With seven children, those hands labored hard over her 93 years. I computed a minimum number of laundry loads, based on just 57 years at less-than-normal two loads a day, times 365 days each year, which equaled 41,610 loads. I counted diapers those hands changed for seven children, say, for three years each, four diapers each day. Total: 30,660 diapers. And food prep for 56 years: 61,320 meals. Filling Christmas stockings: seven kids times 18 years each. How many baths for us? How much teeth brushing? Cleaning? Ironing? Thermometers she carried to us through colds, flu and chickenpox, then how many shakes of that little stick with her wrist flick? How many toys she touched and lifted from the floor?

I wondered, as I suppose we all do after the death of a loved one, after a parent’s death maybe more than others, if I could’ve, should’ve, done more to thank those hands that cared so much for us. Oh, I held them and drew them close each time, in those last few weeks more than ever, when she couldn’t squeeze back with her earlier strength. She still had expressions, though, could still make what we called “the face, the look,” that scrunched up glare of censure when, for example, I’d prance in wearing my pre-faded ripped jeans, the trendy ones I bought already tattered on the right pocket and torn on the left knee. Without speaking she’d flash the face, the look and add a firm head shake, with a clear message: No, not good, not OK.
I’d laugh, reach for her hand, and lace my thicker fingers through her thin ones. She’d laugh as best she could when I’d wink, recalling her father, who ran a neat, tailored clothing store: “Pepere wouldn’t have liked these either.”

Almost wordless, her eyes would brighten, as if to say, “Yes. True.”

I cocooned her weak hands, no longer familiar to me, sometimes warm, sometimes cold, shaky only near the end. I cuddled them, yes, and I could’ve done more. My friend Lucia McBee, a geriatric social worker with years of skill serving frail elders, wrote a gentle, creative book, “Mindfulness-Based Elder Care,” in which she described using hand massage. “Slowly stroke the tops and palms … applying gentle pressure. Massage each finger, the joints and thumb. … wrist and arms.”

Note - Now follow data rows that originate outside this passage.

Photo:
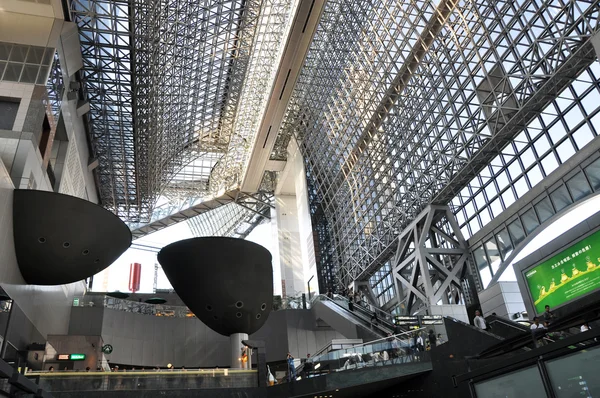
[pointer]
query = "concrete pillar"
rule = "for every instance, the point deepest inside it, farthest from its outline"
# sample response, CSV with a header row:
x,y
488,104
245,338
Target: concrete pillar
x,y
294,228
236,349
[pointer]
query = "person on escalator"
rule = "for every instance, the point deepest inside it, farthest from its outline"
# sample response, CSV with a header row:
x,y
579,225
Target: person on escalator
x,y
291,368
374,320
432,339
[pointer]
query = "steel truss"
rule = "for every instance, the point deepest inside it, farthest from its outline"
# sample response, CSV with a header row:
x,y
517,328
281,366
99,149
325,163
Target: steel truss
x,y
236,219
163,79
400,104
430,260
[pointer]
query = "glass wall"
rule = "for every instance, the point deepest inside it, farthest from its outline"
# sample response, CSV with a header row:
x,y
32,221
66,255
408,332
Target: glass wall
x,y
576,375
493,250
523,382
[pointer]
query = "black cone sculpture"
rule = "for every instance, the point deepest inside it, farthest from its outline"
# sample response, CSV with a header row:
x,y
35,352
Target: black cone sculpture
x,y
227,283
62,239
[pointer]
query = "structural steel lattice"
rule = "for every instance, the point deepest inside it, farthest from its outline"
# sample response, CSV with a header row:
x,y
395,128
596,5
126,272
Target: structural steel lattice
x,y
164,79
401,104
236,219
430,260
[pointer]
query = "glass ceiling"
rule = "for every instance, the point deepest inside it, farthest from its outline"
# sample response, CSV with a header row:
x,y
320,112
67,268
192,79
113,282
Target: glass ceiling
x,y
165,81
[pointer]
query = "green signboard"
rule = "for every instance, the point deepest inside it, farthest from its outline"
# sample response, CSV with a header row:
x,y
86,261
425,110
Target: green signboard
x,y
566,276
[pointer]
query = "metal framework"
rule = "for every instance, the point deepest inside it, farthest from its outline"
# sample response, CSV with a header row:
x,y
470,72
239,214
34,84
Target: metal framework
x,y
235,220
430,260
402,104
175,90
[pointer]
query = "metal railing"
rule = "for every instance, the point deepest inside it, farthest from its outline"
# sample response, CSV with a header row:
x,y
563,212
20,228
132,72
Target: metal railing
x,y
392,350
383,324
143,380
133,306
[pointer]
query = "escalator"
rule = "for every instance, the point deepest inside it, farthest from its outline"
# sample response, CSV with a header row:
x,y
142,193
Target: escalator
x,y
506,328
355,324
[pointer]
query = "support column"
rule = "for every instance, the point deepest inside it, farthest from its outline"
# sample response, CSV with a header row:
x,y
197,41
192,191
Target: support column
x,y
235,341
430,260
294,228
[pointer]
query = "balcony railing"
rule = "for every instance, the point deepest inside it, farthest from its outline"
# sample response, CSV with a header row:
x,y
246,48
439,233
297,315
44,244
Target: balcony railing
x,y
164,380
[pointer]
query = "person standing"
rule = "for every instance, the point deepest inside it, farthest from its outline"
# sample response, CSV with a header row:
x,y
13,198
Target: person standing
x,y
585,327
291,368
432,338
548,315
307,368
478,321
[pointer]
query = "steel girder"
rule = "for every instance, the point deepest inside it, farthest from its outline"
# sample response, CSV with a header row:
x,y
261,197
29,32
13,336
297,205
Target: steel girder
x,y
256,208
236,219
163,79
430,260
399,104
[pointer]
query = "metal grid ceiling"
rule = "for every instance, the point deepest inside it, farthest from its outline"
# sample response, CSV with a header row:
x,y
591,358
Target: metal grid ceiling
x,y
402,103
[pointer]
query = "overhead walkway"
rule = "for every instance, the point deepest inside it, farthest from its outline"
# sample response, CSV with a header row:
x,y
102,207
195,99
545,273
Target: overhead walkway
x,y
375,364
506,328
353,324
562,363
191,383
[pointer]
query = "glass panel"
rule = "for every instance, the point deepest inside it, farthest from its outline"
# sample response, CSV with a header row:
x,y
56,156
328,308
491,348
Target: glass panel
x,y
549,163
544,209
561,198
565,150
48,56
493,254
576,375
579,186
19,53
35,55
504,243
582,136
13,72
593,173
4,51
530,221
480,258
513,385
29,73
515,229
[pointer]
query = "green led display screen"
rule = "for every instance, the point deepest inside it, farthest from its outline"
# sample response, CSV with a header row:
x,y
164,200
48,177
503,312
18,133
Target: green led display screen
x,y
566,276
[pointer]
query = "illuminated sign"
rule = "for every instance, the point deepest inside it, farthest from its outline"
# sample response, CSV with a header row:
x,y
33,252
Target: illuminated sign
x,y
570,274
432,320
406,320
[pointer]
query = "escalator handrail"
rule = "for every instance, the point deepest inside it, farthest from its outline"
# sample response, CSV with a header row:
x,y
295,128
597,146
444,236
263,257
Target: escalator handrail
x,y
384,319
367,322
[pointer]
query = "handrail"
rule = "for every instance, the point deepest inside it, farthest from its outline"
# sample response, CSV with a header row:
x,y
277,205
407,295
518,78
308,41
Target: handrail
x,y
83,373
387,337
358,314
507,324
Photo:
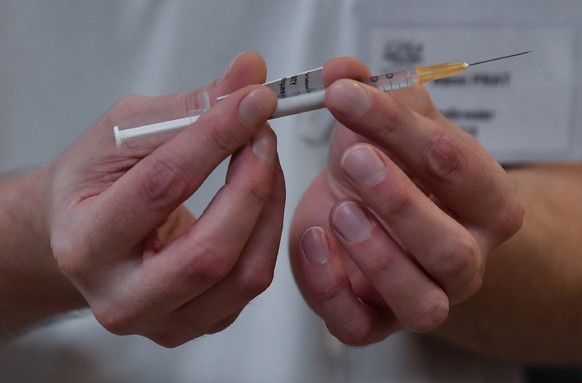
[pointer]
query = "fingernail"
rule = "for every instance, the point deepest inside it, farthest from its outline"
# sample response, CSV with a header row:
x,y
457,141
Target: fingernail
x,y
315,246
263,145
221,79
351,221
256,107
349,98
363,166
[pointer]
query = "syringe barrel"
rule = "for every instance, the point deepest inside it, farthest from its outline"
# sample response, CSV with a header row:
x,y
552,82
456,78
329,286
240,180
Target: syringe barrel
x,y
393,81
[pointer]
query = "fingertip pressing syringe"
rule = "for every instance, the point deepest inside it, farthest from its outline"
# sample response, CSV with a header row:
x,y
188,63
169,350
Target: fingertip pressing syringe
x,y
305,92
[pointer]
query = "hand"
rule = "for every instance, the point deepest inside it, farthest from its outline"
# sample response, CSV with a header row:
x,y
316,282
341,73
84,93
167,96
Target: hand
x,y
119,230
399,225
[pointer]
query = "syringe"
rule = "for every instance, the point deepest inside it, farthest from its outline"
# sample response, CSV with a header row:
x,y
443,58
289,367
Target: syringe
x,y
305,92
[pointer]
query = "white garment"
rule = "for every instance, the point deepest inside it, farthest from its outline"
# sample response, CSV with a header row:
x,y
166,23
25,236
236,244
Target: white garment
x,y
64,62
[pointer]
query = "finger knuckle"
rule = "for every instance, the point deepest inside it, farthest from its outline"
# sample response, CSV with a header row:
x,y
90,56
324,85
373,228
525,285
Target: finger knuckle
x,y
327,293
168,338
220,139
117,319
459,260
352,332
427,314
164,185
208,264
252,281
442,155
71,254
394,202
127,108
510,218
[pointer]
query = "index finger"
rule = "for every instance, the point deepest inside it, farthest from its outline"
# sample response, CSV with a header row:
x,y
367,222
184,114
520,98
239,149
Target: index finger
x,y
144,196
449,162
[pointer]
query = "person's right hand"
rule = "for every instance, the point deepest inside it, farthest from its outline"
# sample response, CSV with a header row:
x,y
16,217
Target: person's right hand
x,y
120,233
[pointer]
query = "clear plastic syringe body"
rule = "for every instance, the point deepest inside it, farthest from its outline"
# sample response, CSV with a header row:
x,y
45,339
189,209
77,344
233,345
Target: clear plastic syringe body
x,y
393,81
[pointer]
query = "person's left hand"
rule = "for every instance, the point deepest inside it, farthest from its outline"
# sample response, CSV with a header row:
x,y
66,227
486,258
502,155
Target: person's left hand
x,y
399,225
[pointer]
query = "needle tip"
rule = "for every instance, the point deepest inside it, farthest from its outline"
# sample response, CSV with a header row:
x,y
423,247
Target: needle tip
x,y
500,58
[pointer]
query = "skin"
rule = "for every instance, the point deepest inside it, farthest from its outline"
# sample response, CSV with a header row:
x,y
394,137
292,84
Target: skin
x,y
110,232
391,235
396,233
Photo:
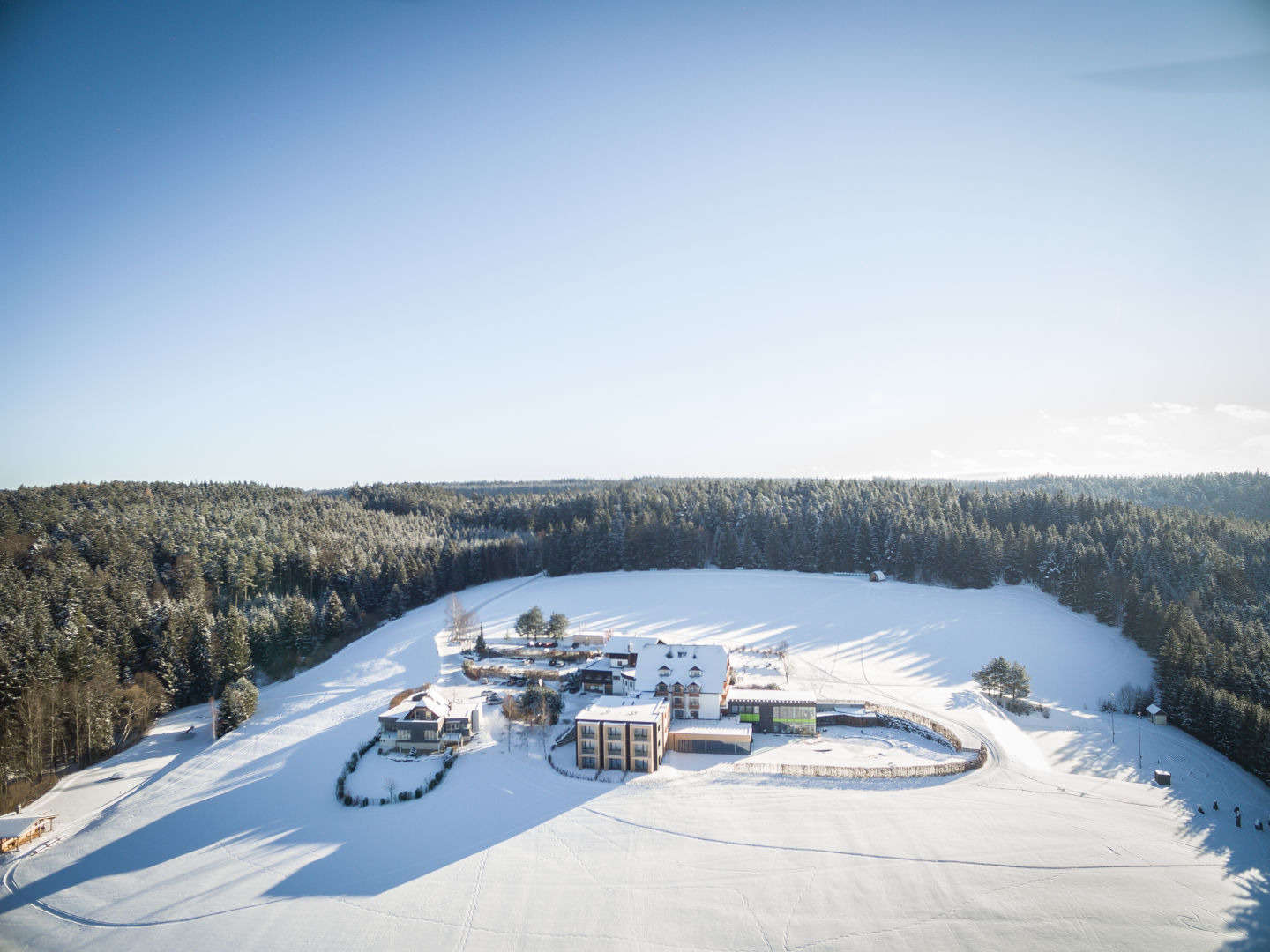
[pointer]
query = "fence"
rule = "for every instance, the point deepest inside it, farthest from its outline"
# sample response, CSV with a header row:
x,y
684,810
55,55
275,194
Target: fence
x,y
895,770
579,775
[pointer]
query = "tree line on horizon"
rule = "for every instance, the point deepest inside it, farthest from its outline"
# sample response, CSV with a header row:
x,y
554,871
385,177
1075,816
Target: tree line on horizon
x,y
122,599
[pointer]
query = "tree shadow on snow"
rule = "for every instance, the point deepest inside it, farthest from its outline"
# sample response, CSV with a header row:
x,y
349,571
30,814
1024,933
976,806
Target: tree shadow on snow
x,y
488,798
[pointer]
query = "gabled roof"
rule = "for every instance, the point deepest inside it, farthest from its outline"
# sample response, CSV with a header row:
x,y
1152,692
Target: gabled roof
x,y
628,646
710,661
623,709
432,701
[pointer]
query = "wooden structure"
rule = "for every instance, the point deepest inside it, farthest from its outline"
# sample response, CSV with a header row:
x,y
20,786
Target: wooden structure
x,y
17,831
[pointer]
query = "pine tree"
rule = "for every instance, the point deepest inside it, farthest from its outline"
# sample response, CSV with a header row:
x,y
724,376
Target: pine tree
x,y
238,703
205,666
300,623
332,617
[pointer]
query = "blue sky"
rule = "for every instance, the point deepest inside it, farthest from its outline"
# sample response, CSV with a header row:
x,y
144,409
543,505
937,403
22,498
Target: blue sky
x,y
318,242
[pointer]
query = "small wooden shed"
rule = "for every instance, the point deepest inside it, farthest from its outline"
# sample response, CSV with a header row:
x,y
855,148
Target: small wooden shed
x,y
16,831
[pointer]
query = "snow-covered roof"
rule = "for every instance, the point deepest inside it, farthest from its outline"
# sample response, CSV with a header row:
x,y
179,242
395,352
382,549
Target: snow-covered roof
x,y
755,695
723,727
430,700
616,707
628,646
683,664
17,825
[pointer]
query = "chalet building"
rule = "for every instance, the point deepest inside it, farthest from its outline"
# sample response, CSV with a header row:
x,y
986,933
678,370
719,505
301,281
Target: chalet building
x,y
587,639
693,678
658,697
773,711
601,677
623,734
427,723
614,672
624,651
17,831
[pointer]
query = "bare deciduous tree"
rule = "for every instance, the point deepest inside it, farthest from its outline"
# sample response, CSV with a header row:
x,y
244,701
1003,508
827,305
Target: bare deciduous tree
x,y
461,622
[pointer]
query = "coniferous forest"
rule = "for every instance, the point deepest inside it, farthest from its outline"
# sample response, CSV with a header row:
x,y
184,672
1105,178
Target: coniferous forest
x,y
122,599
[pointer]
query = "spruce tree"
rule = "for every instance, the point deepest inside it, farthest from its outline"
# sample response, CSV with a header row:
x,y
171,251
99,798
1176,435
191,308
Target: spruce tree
x,y
235,648
332,616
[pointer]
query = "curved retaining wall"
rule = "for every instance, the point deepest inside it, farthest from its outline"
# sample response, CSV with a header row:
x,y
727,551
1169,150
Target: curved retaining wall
x,y
945,770
920,720
866,772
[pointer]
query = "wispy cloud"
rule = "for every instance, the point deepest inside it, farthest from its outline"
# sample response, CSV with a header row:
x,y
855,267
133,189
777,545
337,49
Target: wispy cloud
x,y
1127,439
1125,420
1240,412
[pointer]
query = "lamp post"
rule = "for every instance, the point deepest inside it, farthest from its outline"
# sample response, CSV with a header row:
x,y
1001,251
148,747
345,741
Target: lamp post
x,y
1139,740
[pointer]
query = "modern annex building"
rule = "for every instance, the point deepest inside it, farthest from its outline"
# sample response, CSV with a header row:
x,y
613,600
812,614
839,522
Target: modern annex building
x,y
675,701
775,711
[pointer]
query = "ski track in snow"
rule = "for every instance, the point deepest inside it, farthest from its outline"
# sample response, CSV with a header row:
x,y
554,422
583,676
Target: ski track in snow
x,y
609,844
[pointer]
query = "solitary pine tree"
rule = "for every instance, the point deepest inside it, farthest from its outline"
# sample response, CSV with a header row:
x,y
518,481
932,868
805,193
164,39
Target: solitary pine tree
x,y
235,648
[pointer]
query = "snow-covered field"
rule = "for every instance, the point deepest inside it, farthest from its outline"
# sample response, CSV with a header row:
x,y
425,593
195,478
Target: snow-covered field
x,y
1058,843
852,747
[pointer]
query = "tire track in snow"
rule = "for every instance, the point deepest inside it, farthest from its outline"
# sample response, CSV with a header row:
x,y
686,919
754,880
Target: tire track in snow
x,y
471,906
894,857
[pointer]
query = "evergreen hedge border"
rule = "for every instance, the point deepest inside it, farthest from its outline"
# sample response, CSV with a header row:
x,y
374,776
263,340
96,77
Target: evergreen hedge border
x,y
347,799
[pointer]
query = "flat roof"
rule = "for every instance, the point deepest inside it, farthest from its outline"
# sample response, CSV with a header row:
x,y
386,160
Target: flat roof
x,y
723,727
623,709
753,695
18,825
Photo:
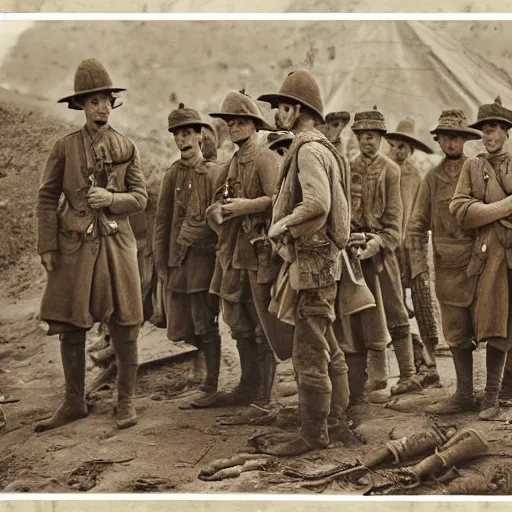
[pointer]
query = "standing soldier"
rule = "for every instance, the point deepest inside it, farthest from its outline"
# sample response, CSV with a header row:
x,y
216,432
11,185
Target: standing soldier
x,y
185,244
87,246
377,216
402,144
483,202
452,250
310,225
243,271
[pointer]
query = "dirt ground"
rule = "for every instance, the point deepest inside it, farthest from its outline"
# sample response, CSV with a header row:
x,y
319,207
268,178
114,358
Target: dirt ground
x,y
169,446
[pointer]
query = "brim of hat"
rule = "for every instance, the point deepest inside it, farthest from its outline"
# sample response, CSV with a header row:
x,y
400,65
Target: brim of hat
x,y
188,123
479,124
275,99
379,130
260,123
71,99
280,142
415,143
468,133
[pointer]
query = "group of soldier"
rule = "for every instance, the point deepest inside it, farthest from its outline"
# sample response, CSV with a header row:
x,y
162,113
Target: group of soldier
x,y
305,254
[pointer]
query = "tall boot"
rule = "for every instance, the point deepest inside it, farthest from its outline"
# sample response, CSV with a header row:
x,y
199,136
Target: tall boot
x,y
267,370
506,382
356,377
377,370
337,421
211,350
495,364
124,339
404,353
463,399
72,349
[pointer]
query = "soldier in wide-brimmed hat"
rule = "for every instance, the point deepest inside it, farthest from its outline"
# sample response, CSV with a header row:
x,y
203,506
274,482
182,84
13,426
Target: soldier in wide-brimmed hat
x,y
185,243
243,271
483,202
310,225
377,214
403,142
87,246
452,249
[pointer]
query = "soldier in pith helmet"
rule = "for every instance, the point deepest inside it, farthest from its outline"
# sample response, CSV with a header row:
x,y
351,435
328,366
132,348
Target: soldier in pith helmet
x,y
87,246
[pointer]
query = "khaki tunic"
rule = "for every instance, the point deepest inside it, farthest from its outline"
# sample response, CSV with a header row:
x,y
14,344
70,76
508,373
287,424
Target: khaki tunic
x,y
488,180
377,209
97,280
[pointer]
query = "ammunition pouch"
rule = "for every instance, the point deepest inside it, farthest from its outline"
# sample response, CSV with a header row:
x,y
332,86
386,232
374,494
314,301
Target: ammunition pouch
x,y
317,263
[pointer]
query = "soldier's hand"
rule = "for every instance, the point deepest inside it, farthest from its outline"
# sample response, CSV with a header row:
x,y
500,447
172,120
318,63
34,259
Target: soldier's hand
x,y
99,197
50,260
162,271
372,249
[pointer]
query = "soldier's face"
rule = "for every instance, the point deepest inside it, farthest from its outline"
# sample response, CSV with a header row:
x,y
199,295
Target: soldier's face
x,y
97,108
286,116
332,130
452,144
399,150
493,136
369,142
240,128
188,141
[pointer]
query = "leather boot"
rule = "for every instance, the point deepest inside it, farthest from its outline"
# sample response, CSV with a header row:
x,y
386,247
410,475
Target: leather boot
x,y
74,407
124,340
495,364
267,370
463,399
211,350
506,382
377,370
404,353
356,377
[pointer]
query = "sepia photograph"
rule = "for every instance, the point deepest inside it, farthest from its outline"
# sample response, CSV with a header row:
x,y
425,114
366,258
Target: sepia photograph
x,y
263,257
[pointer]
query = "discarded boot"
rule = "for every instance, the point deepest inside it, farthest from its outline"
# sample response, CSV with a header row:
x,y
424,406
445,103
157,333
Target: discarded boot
x,y
377,370
407,448
495,364
124,339
466,445
462,400
74,407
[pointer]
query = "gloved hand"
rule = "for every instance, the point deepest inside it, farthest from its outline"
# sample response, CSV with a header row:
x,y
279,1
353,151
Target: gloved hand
x,y
372,249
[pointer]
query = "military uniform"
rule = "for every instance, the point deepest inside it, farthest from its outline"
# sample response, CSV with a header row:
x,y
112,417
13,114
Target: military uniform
x,y
96,278
377,212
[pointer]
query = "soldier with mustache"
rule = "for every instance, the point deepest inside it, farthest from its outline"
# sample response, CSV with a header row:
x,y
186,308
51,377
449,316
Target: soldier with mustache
x,y
483,202
185,244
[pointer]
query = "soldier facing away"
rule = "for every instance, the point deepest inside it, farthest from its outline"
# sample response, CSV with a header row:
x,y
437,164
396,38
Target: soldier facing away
x,y
185,244
87,246
452,249
310,224
483,202
403,143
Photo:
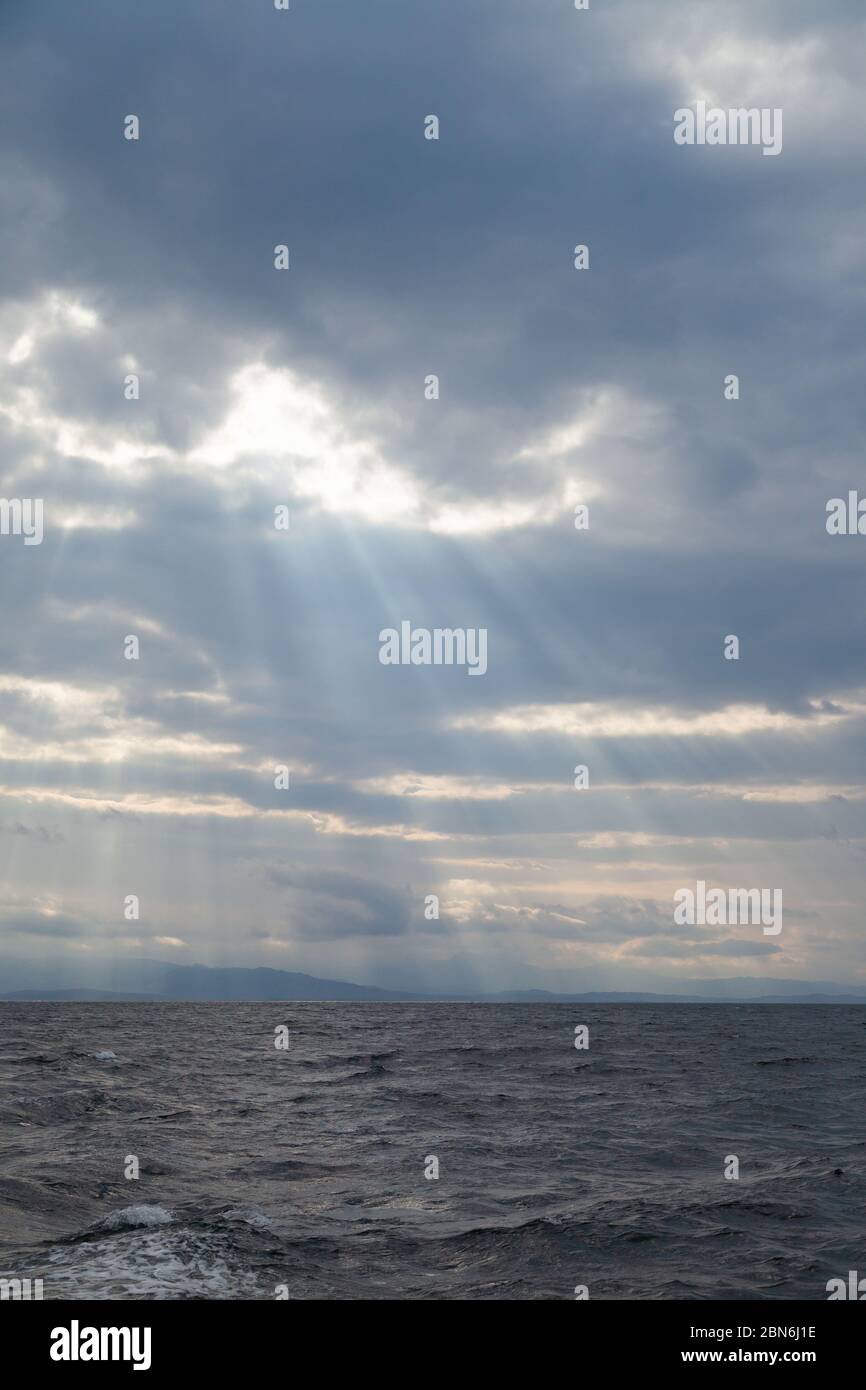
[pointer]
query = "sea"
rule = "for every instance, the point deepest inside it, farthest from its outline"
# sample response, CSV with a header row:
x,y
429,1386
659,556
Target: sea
x,y
451,1151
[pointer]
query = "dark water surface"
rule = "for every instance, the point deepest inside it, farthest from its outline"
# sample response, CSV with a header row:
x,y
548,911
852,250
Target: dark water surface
x,y
556,1168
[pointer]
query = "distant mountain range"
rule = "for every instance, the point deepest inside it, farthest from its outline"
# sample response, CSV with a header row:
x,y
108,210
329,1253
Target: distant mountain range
x,y
163,980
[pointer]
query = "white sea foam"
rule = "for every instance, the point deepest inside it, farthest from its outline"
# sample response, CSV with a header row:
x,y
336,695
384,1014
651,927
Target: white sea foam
x,y
154,1262
127,1216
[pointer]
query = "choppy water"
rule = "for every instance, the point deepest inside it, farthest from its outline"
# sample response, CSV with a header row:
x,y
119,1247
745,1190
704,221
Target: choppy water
x,y
305,1168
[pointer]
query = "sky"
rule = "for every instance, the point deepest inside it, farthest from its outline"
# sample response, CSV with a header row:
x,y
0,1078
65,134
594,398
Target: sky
x,y
307,389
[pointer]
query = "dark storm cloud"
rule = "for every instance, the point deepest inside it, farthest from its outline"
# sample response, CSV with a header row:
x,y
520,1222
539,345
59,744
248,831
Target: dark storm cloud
x,y
451,257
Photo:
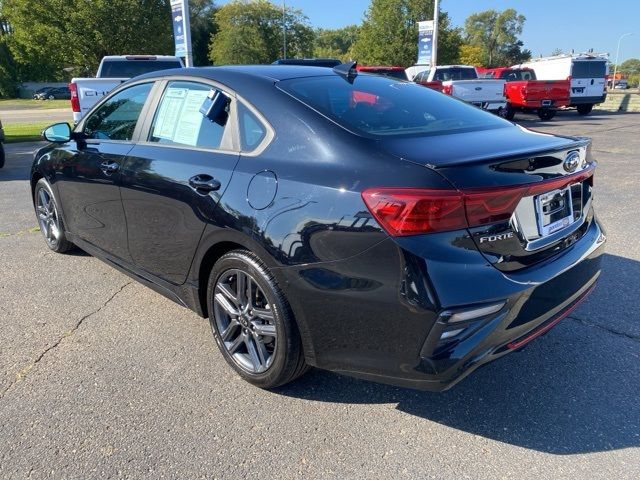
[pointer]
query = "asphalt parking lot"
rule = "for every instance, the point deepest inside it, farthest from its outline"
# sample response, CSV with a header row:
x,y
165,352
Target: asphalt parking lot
x,y
100,376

With hand massage, I might have noticed any tension in Mom or in me. Mom might have felt more held, more seen. I Wet-Napped her hands often after the dark chocolate I brought her melted on them. But I could’ve lingered with her hands, cleaned under her long fingernails instead of bolting up to sweep candy crumbs from the white table and splotches from the floor.

In late life, mostly non-verbal, she’d smile and nod to me, “Good daughter. Thank you for coming, helping.”

Ya. I know. I know. But grief often includes regrets, includes I-shoulda-I-coulda-I didn’t. In her death, in my dreams, she will visit and her visitations will remind me how I might have done more. Maybe regret is not a bad thing. Maybe regrets teach us. “Oh, yes, here, with this thing, in this way, I can improve.”